“The problem is, we’re not having a real argument on the deficit; we’re arguing about 12 percent of the deficit,” the Minnesota Democrat said. “I’m not willing to play that game if it’s not real.”
Peterson said he is counseling the next generation of Blue Dogs, who have not been in the minority before, to “settle down, calm down.”
But there have already been strong undercurrents within parts of the coalition to buck Democratic leadership. Rep. Heath Shuler (N.C.), a Blue Dog co-chairman, ran against Rep. Nancy Pelosi (Calif.) for Minority Leader at the beginning of the year, and Rep. Mike Ross (Ark.), another co-chairman, indicated in February that coalition members were considering voting for the Republican stopgap spending measure over the objections of Democratic leaders. Cardoza, who served as an unofficial liaison for moderates, including Blue Dogs, has publicly criticized Pelosi for not inviting him back to leadership meetings this year.
Stenholm acknowledged that all Blue Dogs don’t think alike. “They’ve been unable to find a consensus,” he said.
And that may not be anything new.
The original group of Blue Dogs, who came together after the 1994 elections swept Republicans into power, had fewer than 20 Members and even that small posse didn’t always agree.
“We didn’t always see issues the same way,” Cramer said. “Charlie Stenholm and I didn’t always want to take the same approach, but finally I think the consensus of the group prevailed.”
In 1995, the Blue Dogs supported welfare reform and could tell Democratic leaders, “Don’t mess with us,” Cramer said. Similarly, sitting Blue Dogs may have to fight the Obama administration on some issues. “They’ll need to be that clear,” Cramer urged.
The nearly 30 former Blue Dogs who lost their seats in November sympathize with their colleagues on the Hill.
“They’ve got a challenging dynamic in play,” said ex-Rep. Stephanie Herseth Sandlin (S.D.), a former Blue Dog co-chairwoman who has joined Stenholm’s firm.

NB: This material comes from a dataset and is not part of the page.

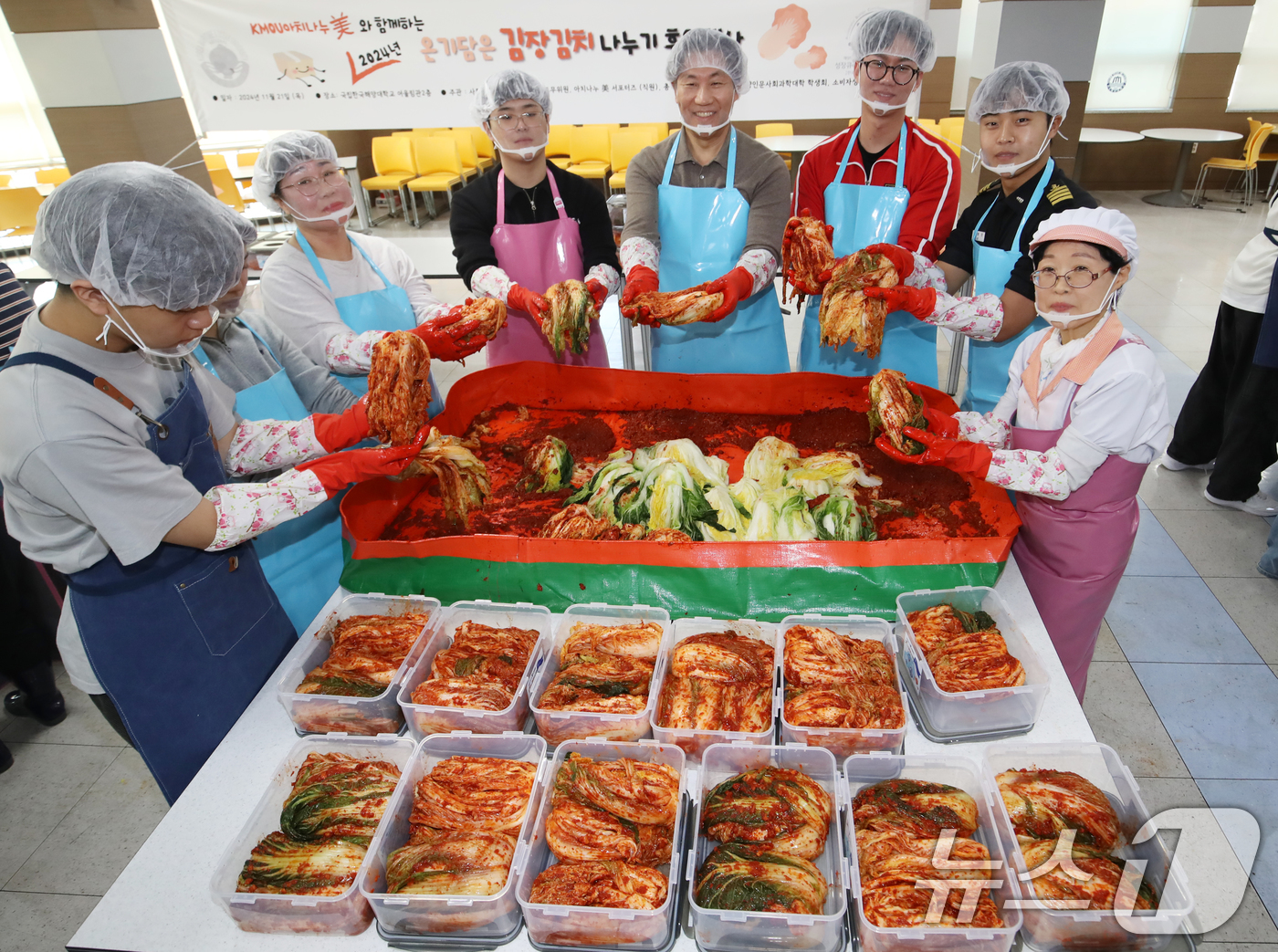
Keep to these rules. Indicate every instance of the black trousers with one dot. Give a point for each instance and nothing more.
(1231, 413)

While still in office during the lame-duck session last year, then-Rep. Earl Pomeroy (N.D.) noted that at a Blue Dog Christmas party, there were more members departing Congress than returning.

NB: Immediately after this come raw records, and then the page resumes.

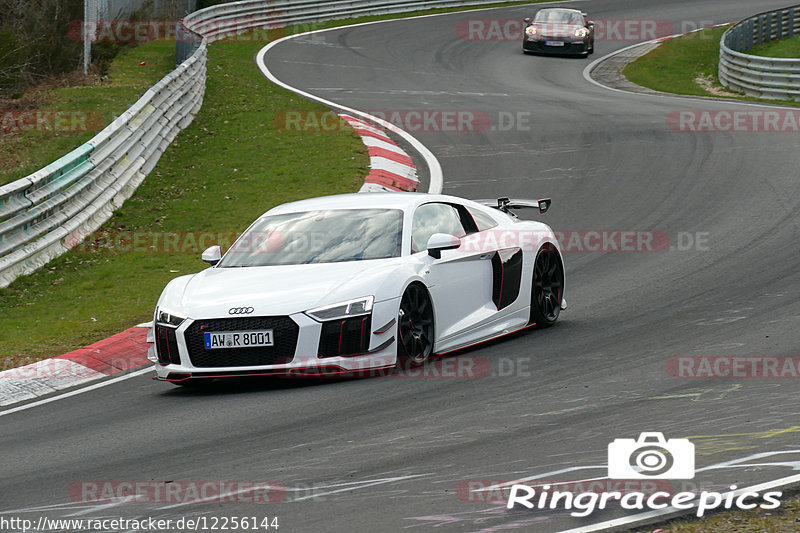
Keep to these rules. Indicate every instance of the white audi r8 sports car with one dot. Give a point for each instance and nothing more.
(356, 283)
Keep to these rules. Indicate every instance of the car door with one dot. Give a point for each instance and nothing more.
(460, 282)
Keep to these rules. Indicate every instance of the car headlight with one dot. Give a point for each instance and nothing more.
(165, 318)
(357, 307)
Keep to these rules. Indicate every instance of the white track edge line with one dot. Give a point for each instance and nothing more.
(150, 368)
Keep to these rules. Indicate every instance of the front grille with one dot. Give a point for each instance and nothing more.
(349, 336)
(284, 335)
(167, 345)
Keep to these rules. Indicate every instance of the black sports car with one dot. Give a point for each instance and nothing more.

“What I told them that night was the people that got the toughest job were those that were going to be Members of the 112th,” he said. “It’s a difficult task of being a minority within a minority.”
Even Cramer admits what the current Blue Dogs are going through may not compare to the mid-1990s power shift.
“It’s easy for me to say these things. It’s a very different atmosphere than what we encountered even in ’95,” Cramer said.
For all the political peril of Blue Dogs, their expats are fitting in well on K Street. That’s because their typically moderate, frequently pro-business views mesh well with pragmatic corporate America.
Pomeroy has joined Alston & Bird, while former Rep. Charlie Melancon (La.) has become a top lobbyist for the International Franchise Association. And ex-Rep. John Tanner (Tenn.) joined the Prime Policy Group.
“What several firms told me is they liked that I had worked on a bipartisan basis and took policy issues seriously,” said Pomeroy, who logged 18 years in the House. “Those traits are Blue Dog traits. It wasn’t the Blue Dog brand that helped me, but a bipartisan, common-sense approach that had appeal in the private sector.”